The one I've been doing a lot lately branches off from the not-uncommon Kelly Drive route and, veering away from the Schuylkill, gets into the guts of the city. From Kelly it takes you up Sedgley Drive, across Girard, onto 33rd and up to Oxford where you make a left onto Reservoir Drive and into Fairmount Park. You cruise a bit, around softball fields and barbecues until you come across a weirdly placed amphitheater, the Robin Hood at Dell East, in the middle of what appears to be a transformation to all-lawn-seating.
After flying down a steep decline you make a hard right onto the Strawberry Mansion Bridge, a span that provides — especially early in the morning or a bit before dusk — a breathtaking view of the river. It's traversed regularly by cars, bikes and, as evidenced by the souvenirs on the wooden sidewalk, horses.
Over the bridge a bit, up some winding hills, you hit a road called Chaminoux Drive where you'll pass the least-expected dozen tennis courts in the city. You wheel around a little bit more, then end up on Parkside Avenue between Wynnfield and Monument where there's a stretch of, no lie, ridiculously regal stone houses with huge, manicured lawns and shrubs, and stone walkways.
Follow Parkside a bit farther and the houses disappear until you find on your left a handful of basketball courts where, late last week, a well-attended street game was happening.

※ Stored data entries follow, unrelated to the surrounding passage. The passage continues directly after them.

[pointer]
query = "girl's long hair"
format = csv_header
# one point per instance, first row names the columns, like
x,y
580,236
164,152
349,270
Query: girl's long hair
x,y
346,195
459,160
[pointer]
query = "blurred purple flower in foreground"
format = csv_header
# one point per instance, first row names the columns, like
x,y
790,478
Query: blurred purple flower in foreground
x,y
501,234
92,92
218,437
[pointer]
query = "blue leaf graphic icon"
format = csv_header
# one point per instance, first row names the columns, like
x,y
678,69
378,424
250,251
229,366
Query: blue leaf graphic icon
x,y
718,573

Here you'll find a tiny pocket of Parkside neighborhood that seems practically strangled by the city around it; it's closed off to the south and west by railroad tracks, to the north by the butt end of the Mann Center and to the east by the long-promised retail monolith Park West Town Center.

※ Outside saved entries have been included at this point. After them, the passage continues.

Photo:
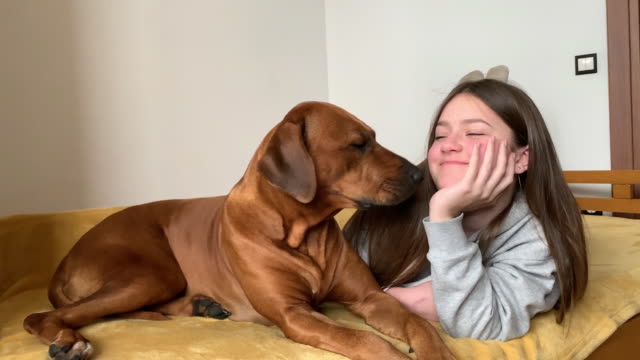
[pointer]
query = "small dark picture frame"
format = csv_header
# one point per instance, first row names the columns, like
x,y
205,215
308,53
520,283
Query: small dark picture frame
x,y
586,64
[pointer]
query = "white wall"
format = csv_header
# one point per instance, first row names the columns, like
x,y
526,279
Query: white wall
x,y
392,62
118,102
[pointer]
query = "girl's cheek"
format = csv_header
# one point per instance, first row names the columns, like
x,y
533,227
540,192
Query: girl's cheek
x,y
482,147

I find this kind of stuff fascinating. There are tiny streets here that, best as I can tell, exist nowhere else in the city. A two-block stretch of Heston Street. A wee block and a half of the aristocratically appointed Monticello Street. And there's a North Aberdeen with no south complement. It's not a particularly pretty, or scenic, area, though it's hoped that the new shopping center will help. And it's not on the way to anywhere. I feel lucky to have found it.

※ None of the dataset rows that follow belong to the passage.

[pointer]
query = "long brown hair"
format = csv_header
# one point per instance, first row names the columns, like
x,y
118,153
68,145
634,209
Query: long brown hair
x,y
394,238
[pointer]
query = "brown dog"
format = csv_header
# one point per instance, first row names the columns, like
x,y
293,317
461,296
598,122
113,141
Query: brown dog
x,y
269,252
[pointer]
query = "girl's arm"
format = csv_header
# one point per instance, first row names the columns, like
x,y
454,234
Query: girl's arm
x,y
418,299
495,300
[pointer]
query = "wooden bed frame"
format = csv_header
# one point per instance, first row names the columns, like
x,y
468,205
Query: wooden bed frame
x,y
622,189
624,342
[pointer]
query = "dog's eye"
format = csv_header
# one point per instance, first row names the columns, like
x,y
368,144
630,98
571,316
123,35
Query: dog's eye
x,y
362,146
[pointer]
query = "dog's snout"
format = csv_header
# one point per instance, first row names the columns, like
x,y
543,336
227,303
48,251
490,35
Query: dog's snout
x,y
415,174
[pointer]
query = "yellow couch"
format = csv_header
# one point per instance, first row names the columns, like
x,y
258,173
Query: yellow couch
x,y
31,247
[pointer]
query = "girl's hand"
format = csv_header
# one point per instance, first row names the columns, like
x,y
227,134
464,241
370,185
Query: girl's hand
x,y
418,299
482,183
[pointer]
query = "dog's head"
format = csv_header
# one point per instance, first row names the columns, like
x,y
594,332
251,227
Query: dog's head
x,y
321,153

And where, perchance, am I going with all of this? I don't think this wayward journey into parts unexpected is so different from Natalie Hope McDonald's story about photography-obsessed Philadelphians who use the photo-sharing site Flickr to hunt down fresh takes on the city.
Firing up your browser and popping "Philadelphia" into a search box may not, in general, be particularly mind-expanding, but spend a minute or an hour exploring the city through the eyes of its amateur photographers, you'll find at least one take, nook or perspective you've never seen or considered.
It's why in September we'll be launching a new photo feature in these pages that we'll be calling, simply, photostream. We've set up a pool on Flickr and we'll be inviting photographers to submit their photos of the city. We'll cull the best and run them online, and choose one to run each week in the physical paper — with the photographer's credit, of course. See citypaper.net/photostream for details. Now get out there and find something you've never seen.